4) Stay positive. Their situation is not hopeless. Lenders deal with cases like yours every day. You are not alone. No matter how angry they sound with you, don’t take it personally. There are proven collection methods and they are going to use them with you.

5) Be honest about what you can do and be willing to sacrifice. They will not accept a payment plan where you pay back $100 a month that you are in arrears with. You are going to have to show them that you are committed to keeping your home. It may hurt financially, but if you want to keep your home, you will make the sacrifice.

6) Don’t over-promise and under-deliver. Deliver as promised with any payment plan. If you promise an extra $500 a month until you get caught, you better deliver. Failure to comply with your promised agreement results in no further agreements.

If you do all of this, you will likely end up stopping the foreclosure.

Here are some of the options you have to try to save your home or your credit:

You can request full reinstatement of your mortgage if you make late payments in a single amount by a specific date.

You can get a forbearance agreement where you are allowed to delay payments for a short period, with the understanding that another option will be used to put the current account down.

You can look into a repayment plan, while the lender may agree to catch you up by adding a portion of the overdue amount to a certain number of monthly payments until your account is brought up to date.

You can apply for a mortgage modification where you can make your regular payment now, but you can’t catch up on the overdue amount. In this case, the lender may agree to modify your mortgage.

One solution is to add the overdue amount to your existing loan, financing it for the long term. This is a very popular method.

It can also be changed if you no longer have the ability to make payments at the previous level. The lender can modify your mortgage to extend the length of your loan.

For example, if you have 25 years left on your loan, they can extend it to 28 years to help.

You may want to sell your home to save your credit. If you can’t catch up and you let the lender know you’re selling, they may agree to stay the foreclosure to give you time to try to sell your home.

If none of that works….

If you can afford the regular monthly mortgage payment, but can’t afford to make up the delinquent amount and legal fees because the lender offers a relatively strict repayment plan, you may want to consider filing for Chapter 13 bankruptcy.

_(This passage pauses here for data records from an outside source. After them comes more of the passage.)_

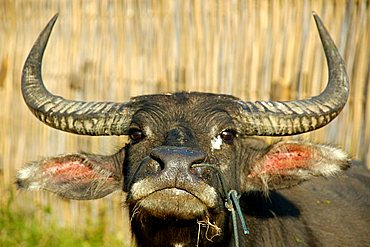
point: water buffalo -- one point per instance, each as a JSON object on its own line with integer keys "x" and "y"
{"x": 193, "y": 161}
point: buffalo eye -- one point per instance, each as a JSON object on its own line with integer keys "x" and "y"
{"x": 136, "y": 135}
{"x": 228, "y": 136}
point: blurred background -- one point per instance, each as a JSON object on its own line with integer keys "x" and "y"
{"x": 113, "y": 50}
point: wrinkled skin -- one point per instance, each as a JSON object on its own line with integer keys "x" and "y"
{"x": 171, "y": 202}
{"x": 188, "y": 151}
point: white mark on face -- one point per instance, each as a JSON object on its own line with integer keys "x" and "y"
{"x": 216, "y": 142}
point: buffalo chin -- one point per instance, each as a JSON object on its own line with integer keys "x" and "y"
{"x": 173, "y": 203}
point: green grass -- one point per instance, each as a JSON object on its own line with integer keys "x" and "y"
{"x": 19, "y": 228}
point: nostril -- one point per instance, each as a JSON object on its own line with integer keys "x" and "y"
{"x": 157, "y": 160}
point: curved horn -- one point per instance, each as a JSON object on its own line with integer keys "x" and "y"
{"x": 275, "y": 118}
{"x": 84, "y": 118}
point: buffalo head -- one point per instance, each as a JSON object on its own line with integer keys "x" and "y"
{"x": 186, "y": 151}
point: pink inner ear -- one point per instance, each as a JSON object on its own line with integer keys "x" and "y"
{"x": 67, "y": 170}
{"x": 283, "y": 158}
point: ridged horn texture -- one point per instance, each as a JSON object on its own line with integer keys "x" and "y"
{"x": 277, "y": 118}
{"x": 84, "y": 118}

This temporarily stops the foreclosure process. The mortgage lender may have to agree to a more borrower-friendly repayment plan, such as one that allows five years to pay off the arrears instead of one or two.

If you just need a little extra time to sell your home, consider refinancing through a “hard money” loan.

Although they have very high fees and commissions, loans, usually from individuals, can give people the extra couple of months they need to find buyers. Most banks will be more than happy to take cash, no matter how close the foreclosure sale is too. If a family member steps in with $10,000 to upgrade the loan, the borrower can usually just hand it over to the lender and go back to business as usual.

You must understand that late mortgage payments are very serious. Even if they want to work it out with you, the lender won’t let you simply negotiate a payment plan to catch up with the file review.

Plan to share with them all the details of your current financial situation, including income and expenses.

Open communication and compliance with the agreement you reach is the key to saving your home from foreclosure.